After training, my network has a MSE loss of around 0.01-0.02. However, even if I predict the network's output on the same training data (or on other instances from the synthetically generated data), the MSE loss ist always around 10 times higher. Also, the network does seem to put up the patterns of the data, since it does generate noisy and flat sections itself for the predictions, but it does not seem to try to approach the values 0 or 1 but stays somewhere inbetween.

  • What could be the reason that training and testing loss are so different? It can't really be overfitting since the loss is even as high if I predict on instances from the training data

  • Can I somehow output the predictions during training that apparently give a loss ouf around 0.01?

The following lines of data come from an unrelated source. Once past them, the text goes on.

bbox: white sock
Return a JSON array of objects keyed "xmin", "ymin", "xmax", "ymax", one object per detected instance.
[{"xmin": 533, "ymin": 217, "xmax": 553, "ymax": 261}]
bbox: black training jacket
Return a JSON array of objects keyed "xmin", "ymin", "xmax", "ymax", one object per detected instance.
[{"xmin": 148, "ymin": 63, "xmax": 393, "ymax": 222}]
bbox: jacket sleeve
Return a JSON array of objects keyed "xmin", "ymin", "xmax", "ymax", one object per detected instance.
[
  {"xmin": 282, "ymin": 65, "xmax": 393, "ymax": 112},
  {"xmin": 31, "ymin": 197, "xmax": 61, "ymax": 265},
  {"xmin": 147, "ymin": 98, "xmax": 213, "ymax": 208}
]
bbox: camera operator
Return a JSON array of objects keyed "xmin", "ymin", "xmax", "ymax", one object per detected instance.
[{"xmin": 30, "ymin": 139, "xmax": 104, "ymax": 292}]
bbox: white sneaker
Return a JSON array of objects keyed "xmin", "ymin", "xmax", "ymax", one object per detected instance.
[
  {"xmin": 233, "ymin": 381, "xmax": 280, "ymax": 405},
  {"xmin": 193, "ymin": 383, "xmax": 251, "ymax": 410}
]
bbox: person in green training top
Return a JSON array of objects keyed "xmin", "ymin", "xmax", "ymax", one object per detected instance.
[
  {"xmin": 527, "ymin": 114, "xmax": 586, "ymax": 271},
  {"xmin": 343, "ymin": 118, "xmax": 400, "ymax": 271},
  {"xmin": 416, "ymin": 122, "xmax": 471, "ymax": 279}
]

  • What are other strategies to debug the network?

This is my code:

from tensorflow import keras
import numpy as np
import matplotlib.pyplot as plt

with open(f'training_data', 'rb') as f:
    X_train = np.load(f)
    y_train = np.load(f)

X_test = X_train[0]
y_test = y_train[0]
X_train = X_train[1:]
y_train = y_train[1:]

mse = keras.losses.MeanSquaredError()
def GRUmodel():
    units1 = 40
    units2 = 60
    dropout = 0.1
    learning_rate = 0.01
    gru_model = keras.models.Sequential([
        keras.layers.GRU(units1, return_sequences=True, input_shape=[None, 1], dropout=dropout),
        keras.layers.GRU(units2, return_sequences=True, dropout=dropout),
        keras.layers.GRU(1, return_sequences=True)
    ])
    optimizer = keras.optimizers.Adam(learning_rate=learning_rate)
    gru_model.compile(loss=mse, optimizer=optimizer, metrics=['accuracy'])
    return gru_model
name = "grutest.h5"
checkpoint = keras.callbacks.ModelCheckpoint(name)
model = GRUmodel()
X_test = X_test.reshape(-1, 1)
history = model.fit(X_train, y_train, epochs=40, callbacks=[checkpoint])
model = keras.models.load_model(name)
prediction = model.predict(X_test)
prediction = prediction.reshape(-1,)
print('MSE:', mse(y_test, prediction).numpy())
plt.plot(X_test)
plt.plot(y_test)
plt.plot(prediction)
plt.show()

This is what the training instances (blue) and the labels (orange) look like:

Plot of the training data with labels

And this is the output of the network:

enter image description here

I expect the network to output values either close to 0 or close to 1, based on the patterns which it clearly picks up.